In the seven days of the battle for Ortona, the Talents will support tanks, fight from one building to the next, move heavy artillery, and come to the rescue of their comrades and civilians alike. They will also find themselves fighting Übermenschen other than Fallschirmjäger as the intensity of the fighting increases and Übermenschen of the SS are brought into to support the German defence of the town. Throughout, the Talents will be shadowed by newsmen and photographers who are eager to report on the success and activities of Canada’s first Talents in battle.

Based on a real battle, with two of the battle’s actual participants being included in the seven pre-generated Canadian Talents, The Courtyard of Hell is a combat intensive affair. Designed to be played by between six and seven players, guidelines are included to help the GM adjust the difficulty of the scenario’s encounters so that they can be played by a smaller group. Further support comes in the form of descriptions of the weapons and vehicles used by both sides; guidelines for handling large battles as well as a means to quickly set up interesting encounters using the ‘One Roll Cityfight’ rules; full stats for both the Canadian and Fallschirmjäger troops; and some twenty-four fully detailed and described Übermenschen in addition to the six pre-generated Canadian Talents.

In previous releases for Godlike, the design of the Übermenschen and the Allied Talents has been somewhat underwhelming, perhaps even unimaginative. Admittedly, it is not easy to come up with interesting Talent concepts, let alone create them on the limited number of points available during character creation. With over thirty presented in the pages of The Courtyard of Hell, there is a surprisingly degree of invention on show.

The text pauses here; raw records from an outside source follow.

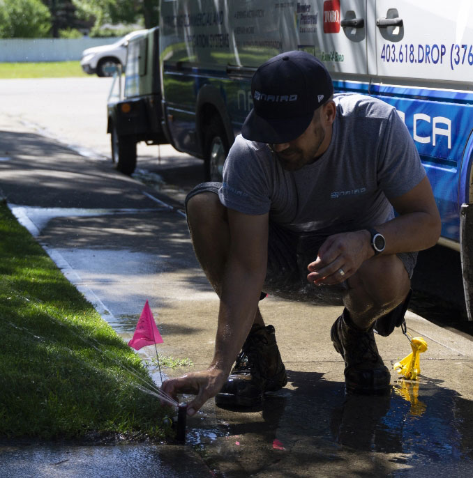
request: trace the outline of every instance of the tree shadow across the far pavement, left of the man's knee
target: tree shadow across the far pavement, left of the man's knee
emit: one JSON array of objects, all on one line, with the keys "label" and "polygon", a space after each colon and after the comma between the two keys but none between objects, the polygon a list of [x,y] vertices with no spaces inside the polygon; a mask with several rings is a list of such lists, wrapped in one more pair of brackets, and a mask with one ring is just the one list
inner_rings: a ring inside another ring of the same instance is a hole
[{"label": "tree shadow across the far pavement, left of the man's knee", "polygon": [[0,138],[0,156],[10,158],[0,162],[1,189],[10,203],[126,208],[131,201],[144,202],[140,185],[111,162],[91,161],[40,134],[0,131]]}]

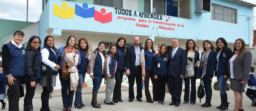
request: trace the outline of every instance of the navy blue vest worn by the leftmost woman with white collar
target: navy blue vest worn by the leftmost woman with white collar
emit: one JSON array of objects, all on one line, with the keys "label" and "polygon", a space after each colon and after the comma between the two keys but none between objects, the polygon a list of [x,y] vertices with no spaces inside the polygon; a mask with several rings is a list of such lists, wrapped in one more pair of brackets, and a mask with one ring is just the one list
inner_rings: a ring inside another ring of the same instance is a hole
[{"label": "navy blue vest worn by the leftmost woman with white collar", "polygon": [[9,48],[10,53],[10,70],[13,77],[25,76],[25,55],[24,47],[20,49],[13,45],[11,41],[5,44]]}]

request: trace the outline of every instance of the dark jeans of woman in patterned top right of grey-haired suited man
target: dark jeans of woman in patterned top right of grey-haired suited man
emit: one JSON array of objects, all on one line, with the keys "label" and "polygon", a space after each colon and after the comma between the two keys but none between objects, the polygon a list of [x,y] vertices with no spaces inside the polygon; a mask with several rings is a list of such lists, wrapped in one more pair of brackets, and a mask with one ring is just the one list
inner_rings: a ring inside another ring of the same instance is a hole
[{"label": "dark jeans of woman in patterned top right of grey-haired suited man", "polygon": [[198,71],[195,70],[195,75],[193,77],[184,78],[185,81],[185,94],[184,101],[189,102],[189,79],[191,80],[191,91],[190,91],[190,102],[196,103],[197,91],[196,91],[196,80]]}]

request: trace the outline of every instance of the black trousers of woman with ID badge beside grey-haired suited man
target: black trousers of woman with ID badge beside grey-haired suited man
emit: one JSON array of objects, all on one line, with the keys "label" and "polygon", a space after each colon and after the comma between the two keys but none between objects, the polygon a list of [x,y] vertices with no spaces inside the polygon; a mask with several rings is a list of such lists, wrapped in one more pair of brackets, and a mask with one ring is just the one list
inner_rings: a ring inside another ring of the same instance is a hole
[{"label": "black trousers of woman with ID badge beside grey-haired suited man", "polygon": [[164,100],[167,80],[168,76],[157,76],[157,94],[159,100]]}]

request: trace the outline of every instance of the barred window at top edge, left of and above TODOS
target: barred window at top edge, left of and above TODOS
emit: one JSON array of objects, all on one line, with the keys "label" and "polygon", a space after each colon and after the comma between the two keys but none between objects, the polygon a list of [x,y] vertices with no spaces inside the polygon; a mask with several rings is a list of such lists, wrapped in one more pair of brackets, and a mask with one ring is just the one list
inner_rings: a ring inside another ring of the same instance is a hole
[{"label": "barred window at top edge, left of and above TODOS", "polygon": [[123,1],[120,0],[94,0],[93,4],[107,7],[122,8]]}]

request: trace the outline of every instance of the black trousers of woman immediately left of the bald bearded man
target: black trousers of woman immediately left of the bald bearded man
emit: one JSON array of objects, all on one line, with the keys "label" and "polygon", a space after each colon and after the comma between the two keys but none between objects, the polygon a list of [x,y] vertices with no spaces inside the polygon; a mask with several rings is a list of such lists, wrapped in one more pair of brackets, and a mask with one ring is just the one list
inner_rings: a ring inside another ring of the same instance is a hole
[{"label": "black trousers of woman immediately left of the bald bearded man", "polygon": [[122,80],[123,80],[123,73],[124,70],[116,70],[116,74],[115,74],[115,88],[114,88],[114,92],[113,92],[113,101],[117,101],[118,99],[121,99],[121,84],[122,84]]}]

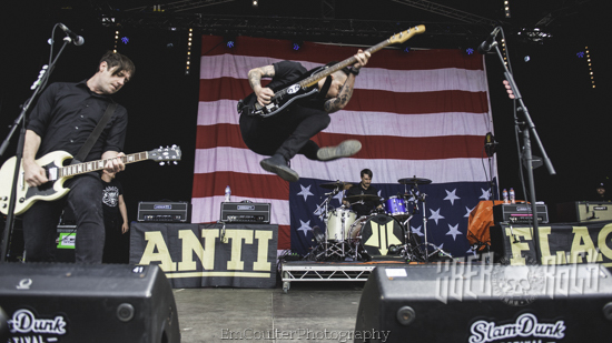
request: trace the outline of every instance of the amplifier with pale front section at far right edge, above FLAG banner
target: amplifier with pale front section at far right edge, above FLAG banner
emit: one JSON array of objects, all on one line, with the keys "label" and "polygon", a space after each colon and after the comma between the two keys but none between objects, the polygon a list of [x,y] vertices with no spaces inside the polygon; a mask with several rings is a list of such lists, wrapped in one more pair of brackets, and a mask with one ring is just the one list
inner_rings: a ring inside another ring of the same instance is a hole
[{"label": "amplifier with pale front section at far right edge, above FLAG banner", "polygon": [[575,201],[556,204],[560,222],[596,222],[612,220],[612,202]]}]

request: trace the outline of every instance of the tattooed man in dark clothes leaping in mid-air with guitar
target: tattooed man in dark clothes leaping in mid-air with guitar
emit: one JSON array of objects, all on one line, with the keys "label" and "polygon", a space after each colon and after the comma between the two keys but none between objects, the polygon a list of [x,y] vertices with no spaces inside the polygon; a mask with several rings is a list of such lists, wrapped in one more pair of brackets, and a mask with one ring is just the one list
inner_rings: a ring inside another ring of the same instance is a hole
[{"label": "tattooed man in dark clothes leaping in mid-air with guitar", "polygon": [[[355,59],[357,62],[351,69],[336,71],[319,80],[318,98],[299,99],[282,113],[268,118],[240,115],[240,132],[245,144],[258,154],[270,157],[259,163],[263,169],[283,180],[296,182],[299,175],[288,167],[288,162],[296,154],[304,154],[315,161],[330,161],[351,157],[362,149],[362,143],[357,140],[346,140],[336,147],[325,148],[319,148],[310,140],[329,125],[329,113],[346,107],[353,95],[355,78],[359,74],[359,69],[367,63],[369,52],[359,49]],[[248,81],[257,102],[266,105],[274,95],[273,89],[289,85],[305,73],[307,70],[300,63],[280,61],[251,69],[248,72]],[[263,78],[272,78],[272,82],[267,87],[261,87]]]}]

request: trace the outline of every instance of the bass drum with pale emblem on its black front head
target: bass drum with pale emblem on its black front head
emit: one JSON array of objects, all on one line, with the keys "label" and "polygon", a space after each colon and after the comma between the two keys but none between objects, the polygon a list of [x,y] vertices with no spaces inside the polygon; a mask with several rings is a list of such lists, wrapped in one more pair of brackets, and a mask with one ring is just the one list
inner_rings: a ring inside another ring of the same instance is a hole
[{"label": "bass drum with pale emblem on its black front head", "polygon": [[387,214],[376,214],[367,219],[359,232],[361,245],[371,256],[395,255],[389,248],[401,249],[405,243],[402,223]]}]

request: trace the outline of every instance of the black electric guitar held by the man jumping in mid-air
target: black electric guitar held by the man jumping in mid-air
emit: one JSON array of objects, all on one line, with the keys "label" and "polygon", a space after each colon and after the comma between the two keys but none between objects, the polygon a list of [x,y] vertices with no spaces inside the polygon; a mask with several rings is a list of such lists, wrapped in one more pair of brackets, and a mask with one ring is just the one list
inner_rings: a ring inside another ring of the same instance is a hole
[{"label": "black electric guitar held by the man jumping in mid-air", "polygon": [[[406,31],[399,32],[392,36],[391,38],[379,42],[378,44],[367,49],[371,54],[395,43],[403,43],[411,39],[415,34],[425,32],[425,26],[417,26]],[[254,117],[270,117],[275,115],[287,107],[289,107],[294,101],[308,97],[316,97],[318,93],[317,82],[328,75],[335,73],[336,71],[353,65],[357,62],[354,56],[351,58],[336,63],[330,67],[316,68],[306,74],[302,75],[298,80],[295,80],[289,87],[282,89],[273,89],[274,97],[270,99],[270,103],[263,107],[257,102],[257,95],[250,93],[245,99],[238,101],[238,113],[243,115],[254,115]]]}]

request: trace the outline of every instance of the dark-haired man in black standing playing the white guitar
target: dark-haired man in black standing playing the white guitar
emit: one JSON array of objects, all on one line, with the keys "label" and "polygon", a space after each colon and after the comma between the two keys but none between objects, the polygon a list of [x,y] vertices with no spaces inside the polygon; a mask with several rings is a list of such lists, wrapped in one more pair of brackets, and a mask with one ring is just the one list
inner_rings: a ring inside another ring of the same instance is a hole
[{"label": "dark-haired man in black standing playing the white guitar", "polygon": [[[42,92],[27,125],[23,147],[23,172],[29,186],[48,182],[45,169],[36,159],[57,150],[76,155],[85,144],[107,107],[110,95],[119,91],[135,73],[130,59],[107,52],[93,77],[78,83],[58,82]],[[125,155],[127,110],[117,105],[102,133],[85,161],[111,159],[105,165],[109,172],[125,170],[116,157]],[[100,263],[105,244],[102,216],[102,183],[97,172],[69,179],[68,195],[57,201],[38,201],[23,213],[23,239],[28,262],[52,262],[57,224],[66,203],[77,218],[76,262]]]}]

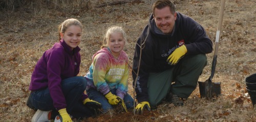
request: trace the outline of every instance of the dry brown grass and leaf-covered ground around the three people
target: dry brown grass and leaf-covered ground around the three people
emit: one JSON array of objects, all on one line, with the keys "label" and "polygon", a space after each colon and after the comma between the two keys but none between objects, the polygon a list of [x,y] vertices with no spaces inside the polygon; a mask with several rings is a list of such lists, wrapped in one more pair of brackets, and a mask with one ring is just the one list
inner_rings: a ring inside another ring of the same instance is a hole
[{"label": "dry brown grass and leaf-covered ground around the three people", "polygon": [[[175,2],[177,11],[201,23],[210,39],[215,42],[220,1]],[[153,0],[102,8],[88,5],[87,9],[76,6],[74,11],[69,12],[59,11],[64,9],[63,7],[68,7],[61,4],[58,5],[58,9],[54,9],[54,6],[53,8],[40,6],[33,9],[30,5],[16,11],[2,12],[0,14],[0,121],[31,120],[34,111],[26,106],[31,73],[42,53],[57,42],[59,23],[67,18],[77,18],[83,23],[83,41],[80,44],[82,64],[79,74],[83,76],[89,69],[92,55],[101,45],[105,29],[111,25],[119,25],[125,29],[130,43],[125,47],[125,51],[132,60],[135,41],[147,23],[152,3]],[[213,79],[214,82],[221,82],[221,97],[215,101],[201,99],[197,88],[185,101],[183,107],[168,107],[168,104],[163,103],[150,115],[132,116],[130,121],[256,121],[256,112],[252,108],[244,83],[247,76],[256,73],[255,6],[253,0],[226,0],[218,63]],[[212,55],[213,53],[207,54],[208,65],[200,76],[200,81],[205,81],[210,76]],[[131,82],[130,77],[129,93],[133,95]],[[236,104],[234,99],[240,96],[243,104]],[[131,112],[127,113],[130,114]],[[152,114],[154,117],[151,117]],[[101,121],[117,120],[115,117],[117,116],[113,115],[112,118],[108,117]],[[90,119],[93,120],[100,121],[97,118]]]}]

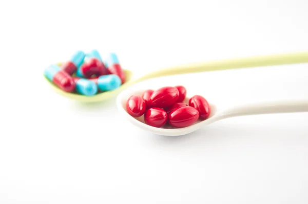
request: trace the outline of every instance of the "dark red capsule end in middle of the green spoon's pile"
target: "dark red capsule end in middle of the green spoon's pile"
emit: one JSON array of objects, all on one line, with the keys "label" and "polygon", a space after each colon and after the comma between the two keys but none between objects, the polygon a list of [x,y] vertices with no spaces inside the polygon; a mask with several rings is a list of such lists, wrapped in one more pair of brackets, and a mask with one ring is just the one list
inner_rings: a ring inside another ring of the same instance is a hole
[{"label": "dark red capsule end in middle of the green spoon's pile", "polygon": [[86,78],[90,78],[92,75],[105,75],[106,67],[104,63],[102,63],[97,58],[89,58],[81,67],[81,72]]}]

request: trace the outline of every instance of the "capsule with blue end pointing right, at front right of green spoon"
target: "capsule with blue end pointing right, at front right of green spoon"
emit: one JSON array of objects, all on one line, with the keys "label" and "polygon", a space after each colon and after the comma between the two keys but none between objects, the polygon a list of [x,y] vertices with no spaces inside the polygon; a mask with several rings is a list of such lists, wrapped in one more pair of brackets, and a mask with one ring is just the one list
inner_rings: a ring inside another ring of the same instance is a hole
[{"label": "capsule with blue end pointing right, at front right of green spoon", "polygon": [[121,86],[121,79],[118,75],[115,74],[90,78],[90,80],[98,85],[100,91],[112,91]]}]

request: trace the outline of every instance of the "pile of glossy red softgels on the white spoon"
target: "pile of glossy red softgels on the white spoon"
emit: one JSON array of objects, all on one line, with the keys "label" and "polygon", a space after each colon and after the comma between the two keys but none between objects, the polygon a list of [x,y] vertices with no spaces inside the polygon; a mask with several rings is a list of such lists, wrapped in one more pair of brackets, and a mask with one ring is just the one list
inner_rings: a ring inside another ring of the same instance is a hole
[{"label": "pile of glossy red softgels on the white spoon", "polygon": [[210,115],[210,106],[201,95],[184,102],[186,89],[183,86],[162,87],[146,90],[142,95],[132,95],[126,102],[126,111],[132,117],[144,117],[144,122],[161,128],[170,125],[175,128],[191,126]]}]

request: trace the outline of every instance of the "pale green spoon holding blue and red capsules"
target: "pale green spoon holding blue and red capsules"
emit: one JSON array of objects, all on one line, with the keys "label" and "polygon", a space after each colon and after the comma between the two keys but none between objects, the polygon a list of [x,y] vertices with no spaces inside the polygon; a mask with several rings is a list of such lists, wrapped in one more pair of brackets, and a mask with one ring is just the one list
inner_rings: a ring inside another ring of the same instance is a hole
[{"label": "pale green spoon holding blue and red capsules", "polygon": [[[188,65],[180,65],[175,67],[170,67],[158,71],[153,71],[140,78],[133,79],[133,73],[129,70],[124,70],[126,74],[126,83],[124,83],[118,89],[113,91],[107,91],[103,93],[98,93],[93,96],[85,96],[77,93],[68,93],[62,91],[60,88],[51,83],[45,76],[47,83],[51,86],[53,91],[56,93],[71,98],[74,100],[84,101],[84,102],[97,102],[109,99],[113,96],[118,95],[122,90],[128,88],[129,86],[139,83],[140,81],[168,76],[176,74],[186,74],[186,73],[196,73],[205,71],[216,71],[216,70],[228,70],[228,69],[239,69],[248,67],[262,67],[262,66],[274,66],[274,65],[286,65],[286,64],[299,64],[308,63],[308,52],[296,52],[296,53],[284,53],[275,55],[263,55],[263,56],[253,56],[253,57],[243,57],[234,59],[217,60],[211,62],[202,63],[192,63]],[[59,63],[58,65],[61,65]]]}]

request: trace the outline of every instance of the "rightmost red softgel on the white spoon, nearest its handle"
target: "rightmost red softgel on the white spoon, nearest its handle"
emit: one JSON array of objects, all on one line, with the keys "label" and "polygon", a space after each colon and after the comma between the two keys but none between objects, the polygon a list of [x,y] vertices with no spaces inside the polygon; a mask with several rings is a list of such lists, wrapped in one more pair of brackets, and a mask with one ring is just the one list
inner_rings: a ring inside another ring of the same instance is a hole
[{"label": "rightmost red softgel on the white spoon, nearest its handle", "polygon": [[200,96],[195,95],[189,99],[189,106],[194,107],[199,111],[200,119],[205,120],[210,114],[210,106],[207,103],[207,100]]}]

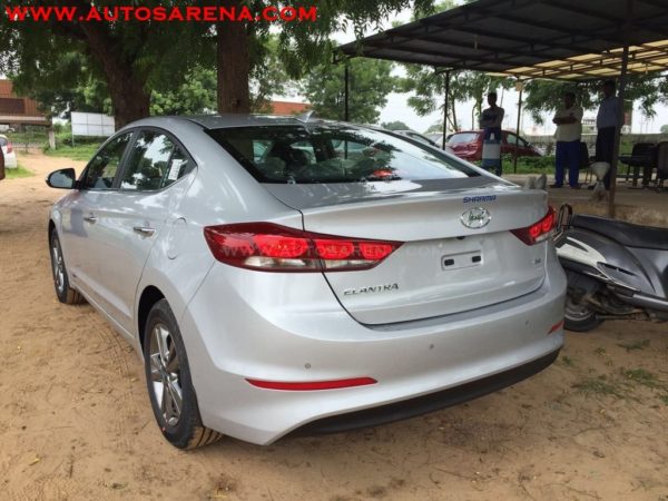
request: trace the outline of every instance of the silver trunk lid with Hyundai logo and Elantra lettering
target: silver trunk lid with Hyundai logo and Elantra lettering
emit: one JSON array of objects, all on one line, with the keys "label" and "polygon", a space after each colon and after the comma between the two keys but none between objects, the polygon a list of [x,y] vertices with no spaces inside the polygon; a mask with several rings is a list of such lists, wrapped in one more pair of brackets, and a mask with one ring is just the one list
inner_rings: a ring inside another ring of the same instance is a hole
[{"label": "silver trunk lid with Hyundai logo and Elantra lettering", "polygon": [[546,215],[544,191],[483,176],[402,183],[266,185],[302,212],[308,232],[403,243],[372,269],[324,274],[355,320],[448,315],[540,287],[546,244],[529,246],[510,230]]}]

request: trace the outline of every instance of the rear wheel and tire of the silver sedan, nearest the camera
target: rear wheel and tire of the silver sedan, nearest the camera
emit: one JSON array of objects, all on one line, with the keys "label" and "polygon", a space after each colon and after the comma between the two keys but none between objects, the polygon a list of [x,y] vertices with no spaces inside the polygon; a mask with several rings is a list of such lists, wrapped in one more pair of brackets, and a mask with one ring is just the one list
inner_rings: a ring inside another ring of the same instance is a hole
[{"label": "rear wheel and tire of the silver sedan, nearest the camera", "polygon": [[223,436],[202,424],[188,356],[166,299],[158,301],[148,314],[144,366],[154,415],[171,445],[195,449]]}]

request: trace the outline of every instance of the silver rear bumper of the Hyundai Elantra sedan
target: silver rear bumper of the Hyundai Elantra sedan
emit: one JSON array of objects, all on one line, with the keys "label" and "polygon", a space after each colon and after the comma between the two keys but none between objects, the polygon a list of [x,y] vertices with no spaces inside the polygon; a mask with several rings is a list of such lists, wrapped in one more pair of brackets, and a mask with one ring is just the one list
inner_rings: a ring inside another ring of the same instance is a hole
[{"label": "silver rear bumper of the Hyundai Elantra sedan", "polygon": [[[550,331],[563,318],[566,277],[553,255],[547,268],[543,285],[525,296],[371,327],[341,307],[322,275],[216,264],[179,318],[203,422],[268,444],[308,431],[308,423],[321,431],[338,421],[375,424],[414,415],[404,407],[416,403],[429,412],[513,384],[547,366],[563,344],[562,328]],[[276,391],[246,381],[362,376],[377,383]]]}]

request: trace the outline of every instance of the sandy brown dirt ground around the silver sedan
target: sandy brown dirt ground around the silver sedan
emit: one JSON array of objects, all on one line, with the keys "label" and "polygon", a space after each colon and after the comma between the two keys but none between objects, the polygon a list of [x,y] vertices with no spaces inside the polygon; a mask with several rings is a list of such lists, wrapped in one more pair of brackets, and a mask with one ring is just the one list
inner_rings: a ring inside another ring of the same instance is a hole
[{"label": "sandy brown dirt ground around the silver sedan", "polygon": [[20,161],[0,183],[0,498],[668,501],[668,326],[569,333],[559,361],[422,418],[261,448],[171,448],[141,363],[88,305],[53,294],[47,215],[62,193]]}]

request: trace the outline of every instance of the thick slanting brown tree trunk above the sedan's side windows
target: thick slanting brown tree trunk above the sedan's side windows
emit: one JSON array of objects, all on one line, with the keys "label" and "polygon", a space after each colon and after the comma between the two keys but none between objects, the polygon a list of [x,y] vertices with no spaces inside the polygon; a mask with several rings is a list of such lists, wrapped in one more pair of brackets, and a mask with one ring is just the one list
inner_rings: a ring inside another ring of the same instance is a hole
[{"label": "thick slanting brown tree trunk above the sedan's side windows", "polygon": [[91,55],[102,66],[116,128],[131,121],[148,117],[150,97],[144,89],[144,80],[132,69],[132,61],[121,59],[122,51],[108,31],[100,23],[81,23]]}]

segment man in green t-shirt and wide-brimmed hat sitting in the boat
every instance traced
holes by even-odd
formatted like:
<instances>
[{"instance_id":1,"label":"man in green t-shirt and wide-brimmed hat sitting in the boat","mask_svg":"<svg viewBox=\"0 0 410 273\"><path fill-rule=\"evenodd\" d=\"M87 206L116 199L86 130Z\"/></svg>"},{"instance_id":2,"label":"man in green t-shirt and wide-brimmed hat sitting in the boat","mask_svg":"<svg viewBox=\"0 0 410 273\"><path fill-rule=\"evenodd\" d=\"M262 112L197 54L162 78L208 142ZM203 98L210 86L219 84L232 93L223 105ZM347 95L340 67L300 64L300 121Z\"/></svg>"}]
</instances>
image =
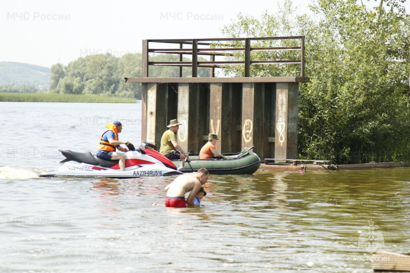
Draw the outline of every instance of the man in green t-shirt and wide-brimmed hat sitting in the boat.
<instances>
[{"instance_id":1,"label":"man in green t-shirt and wide-brimmed hat sitting in the boat","mask_svg":"<svg viewBox=\"0 0 410 273\"><path fill-rule=\"evenodd\" d=\"M176 142L176 132L179 129L178 120L172 119L167 126L169 130L165 131L161 137L161 146L159 153L165 155L170 160L185 159L189 154L182 150L181 146Z\"/></svg>"}]
</instances>

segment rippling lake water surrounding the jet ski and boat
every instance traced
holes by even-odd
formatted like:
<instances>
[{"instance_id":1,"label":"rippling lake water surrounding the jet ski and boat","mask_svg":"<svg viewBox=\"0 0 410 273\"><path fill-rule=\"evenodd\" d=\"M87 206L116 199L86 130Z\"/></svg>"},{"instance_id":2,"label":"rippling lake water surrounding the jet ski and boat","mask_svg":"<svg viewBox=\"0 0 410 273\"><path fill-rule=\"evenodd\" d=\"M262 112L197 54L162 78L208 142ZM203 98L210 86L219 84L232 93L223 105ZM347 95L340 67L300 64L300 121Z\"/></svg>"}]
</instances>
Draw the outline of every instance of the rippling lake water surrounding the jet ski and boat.
<instances>
[{"instance_id":1,"label":"rippling lake water surrounding the jet ski and boat","mask_svg":"<svg viewBox=\"0 0 410 273\"><path fill-rule=\"evenodd\" d=\"M199 208L152 205L175 177L37 177L114 120L139 144L140 112L0 102L0 272L373 272L371 220L410 252L409 169L212 176Z\"/></svg>"}]
</instances>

Physically, The Courtyard of Hell is generally well presented. In places it needs another edit and in places the text has faded to the point of near illegibility. The maps are also hard to read in places, primarily because of the difficulty of depicting the necessary detail in grayscale rather than colour. Otherwise, The Courtyard of Hell is decently illustrated.

The Courtyard of Hell is much more focused and much shorter affair than Black Devils Brigade, though the possibility of soldiers from the First Special Service Force being sent over the Apennines to fight in the battle for Ortona is discussed. It could thus be used as an extension to the campaign presented in Black Devils Brigade: The First Special Service Force and the Italian Campaign, 1943–1944, but even if not, it should offer several sessions of challenging combat. Well-researched, solidly-presented, Combat Orders No. 4 - The Courtyard of Hell presents the opportunity for the players to explore a heroically tough if little known battle of World War Two.